Trayendo todo a casa (Emecé, 2016), su obra ensayística más completa hasta el momento, consta de cuatro libros que recopilan lo que definitivamente denomina ensayos y no “artículos”: Ensayos Bonsai (2007), Breves apuntes de autoayuda (2011), La supremacía de Tolstoi y otros ensayos al tuntún (2013), y el inédito Taller nómade. En ellos se puede leer una aleación que, dados sus elementos incompatibles, no se ha encontrado ni por asomo en ninguna otra cocina de escritor, vivo o muerto, por la sencilla razón de que nadie como Casas sabe hablar literariamente de lo real sin que por ello se le vea como a un especialista, ni tampoco, por su momentánea vulgaridad, como un barriobajero. Sería insuficiente aseverar que Casas escribe como habla.
Diría que Casas escribe como quien leyera en voz alta algo escrito al alero de la ingrata inspiración esa misma tarde, pero para luego improvisar encima de este texto anécdotas domésticas, o probar otras sustancias gramaticales, de acuerdo con el vértigo y al ánimo de sus escuchas, en algún asado, por ejemplo, o en una banal borrachera semanal, atrapado en un antro de la capital, declamando o casi balbuceando sus textos.
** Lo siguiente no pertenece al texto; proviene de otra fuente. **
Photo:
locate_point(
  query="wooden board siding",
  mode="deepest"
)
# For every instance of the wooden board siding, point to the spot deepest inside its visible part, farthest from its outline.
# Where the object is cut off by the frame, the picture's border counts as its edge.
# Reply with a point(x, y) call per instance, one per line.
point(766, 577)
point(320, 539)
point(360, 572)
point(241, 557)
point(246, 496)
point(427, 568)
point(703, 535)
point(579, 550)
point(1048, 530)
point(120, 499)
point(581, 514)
Esto escribe Casas: una lectura en voz alta y semi improvisada. Quizás nadie lo haya escuchado, quizás haya compuesto sus textos más solo que una tuna, pero es de notar que estos incluyen en sí mismos a un auditorio que ríe y simpatiza con el conferenciante, lo que los hace divertidísimos.
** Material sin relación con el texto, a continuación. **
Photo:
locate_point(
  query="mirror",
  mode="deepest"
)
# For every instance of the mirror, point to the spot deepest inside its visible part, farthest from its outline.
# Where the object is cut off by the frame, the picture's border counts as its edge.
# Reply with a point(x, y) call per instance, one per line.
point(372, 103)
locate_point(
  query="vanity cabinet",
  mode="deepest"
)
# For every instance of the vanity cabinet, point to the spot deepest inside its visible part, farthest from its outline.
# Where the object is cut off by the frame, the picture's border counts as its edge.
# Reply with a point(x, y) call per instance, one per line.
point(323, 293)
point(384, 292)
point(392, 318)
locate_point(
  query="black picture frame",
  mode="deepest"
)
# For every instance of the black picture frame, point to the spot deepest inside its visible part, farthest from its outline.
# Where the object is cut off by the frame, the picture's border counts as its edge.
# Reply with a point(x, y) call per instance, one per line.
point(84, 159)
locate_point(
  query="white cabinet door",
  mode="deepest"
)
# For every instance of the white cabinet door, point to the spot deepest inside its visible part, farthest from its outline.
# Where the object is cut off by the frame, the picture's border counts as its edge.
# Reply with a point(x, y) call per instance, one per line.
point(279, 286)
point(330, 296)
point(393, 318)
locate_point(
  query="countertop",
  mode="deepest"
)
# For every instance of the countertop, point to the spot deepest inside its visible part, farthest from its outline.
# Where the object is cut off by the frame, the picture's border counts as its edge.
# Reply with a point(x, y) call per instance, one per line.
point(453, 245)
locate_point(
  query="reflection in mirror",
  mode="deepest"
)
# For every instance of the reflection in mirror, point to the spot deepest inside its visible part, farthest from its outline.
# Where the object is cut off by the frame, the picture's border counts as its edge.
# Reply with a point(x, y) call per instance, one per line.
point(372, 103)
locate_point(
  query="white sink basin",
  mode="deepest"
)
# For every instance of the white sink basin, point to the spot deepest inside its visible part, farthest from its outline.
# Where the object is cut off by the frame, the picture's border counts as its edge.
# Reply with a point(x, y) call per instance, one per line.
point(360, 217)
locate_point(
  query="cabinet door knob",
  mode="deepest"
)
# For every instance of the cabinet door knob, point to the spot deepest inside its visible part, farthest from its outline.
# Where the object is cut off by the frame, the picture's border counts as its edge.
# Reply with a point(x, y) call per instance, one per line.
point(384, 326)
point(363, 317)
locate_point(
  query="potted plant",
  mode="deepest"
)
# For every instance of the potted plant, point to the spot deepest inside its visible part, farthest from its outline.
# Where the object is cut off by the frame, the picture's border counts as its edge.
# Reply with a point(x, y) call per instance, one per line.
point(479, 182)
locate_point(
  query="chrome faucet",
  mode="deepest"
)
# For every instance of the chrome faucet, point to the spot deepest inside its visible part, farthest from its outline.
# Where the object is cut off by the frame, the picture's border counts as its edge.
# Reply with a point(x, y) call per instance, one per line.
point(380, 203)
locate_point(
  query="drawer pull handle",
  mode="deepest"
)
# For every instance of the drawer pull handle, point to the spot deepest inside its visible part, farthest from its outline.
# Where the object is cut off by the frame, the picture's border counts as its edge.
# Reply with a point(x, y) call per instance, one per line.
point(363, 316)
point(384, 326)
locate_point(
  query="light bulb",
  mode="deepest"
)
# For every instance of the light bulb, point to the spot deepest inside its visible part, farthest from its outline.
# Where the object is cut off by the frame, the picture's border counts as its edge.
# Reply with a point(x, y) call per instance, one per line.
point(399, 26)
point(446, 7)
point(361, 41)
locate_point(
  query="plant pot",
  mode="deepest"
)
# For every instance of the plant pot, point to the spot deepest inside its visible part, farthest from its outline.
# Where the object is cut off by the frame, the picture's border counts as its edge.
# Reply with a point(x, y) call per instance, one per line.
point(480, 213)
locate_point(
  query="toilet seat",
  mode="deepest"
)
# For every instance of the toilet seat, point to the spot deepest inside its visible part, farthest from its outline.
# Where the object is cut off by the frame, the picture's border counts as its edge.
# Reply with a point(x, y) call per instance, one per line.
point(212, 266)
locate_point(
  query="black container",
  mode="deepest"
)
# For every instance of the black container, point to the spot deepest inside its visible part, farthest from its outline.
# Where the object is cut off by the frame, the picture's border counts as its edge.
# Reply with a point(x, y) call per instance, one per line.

A estas alturas, creo que ya ha sospechado el lector —testigo circunstancial— que en este personalísimo vistazo a la nueva ensayística latinoamericana aún no se presente una distinción clara entre el artículo, la crónica y el ensayo, manoseados tan a la ligera y como por capricho. Puedo decir, ya con escalpelo, sincerándome o disculpándome, que más que géneros independientes que no se tocan ni cruzan, me gusta pensarlos como atributos de un espécimen de texto nuevo, del texto de una nueva era. En palabras sencillas, sin ánimos de teorizar demasiado, de aquel texto que sujeto a tiempo y espacio, articula una idea, y de paso la cronometra de acuerdo con un hecho específico —lo que sucede y donde está—, sea histórico, sea doméstico, erigiéndose como el escenario más fértil para que el autor se dedique a lo fundamental: ensayar, del modo que sea, a su manera, con su estilo acaso, sobre este lienzo de tiempo y espacio. Me quedo con esta distinción, hecha bastante al voleo (o al tuntún, como le gusta a Casas), para redescubrir la literatura por venir. A fin de cuentas, no me queda más que recomendar la lectura de estos cinco narradores, los remarco: Fabio Morábito o el zen; Pedro Mairal o el furioso; Patricio Pron o el falso enciclopedista; Álvaro Bisama o el pop; y Fabián Casas, el ensayista.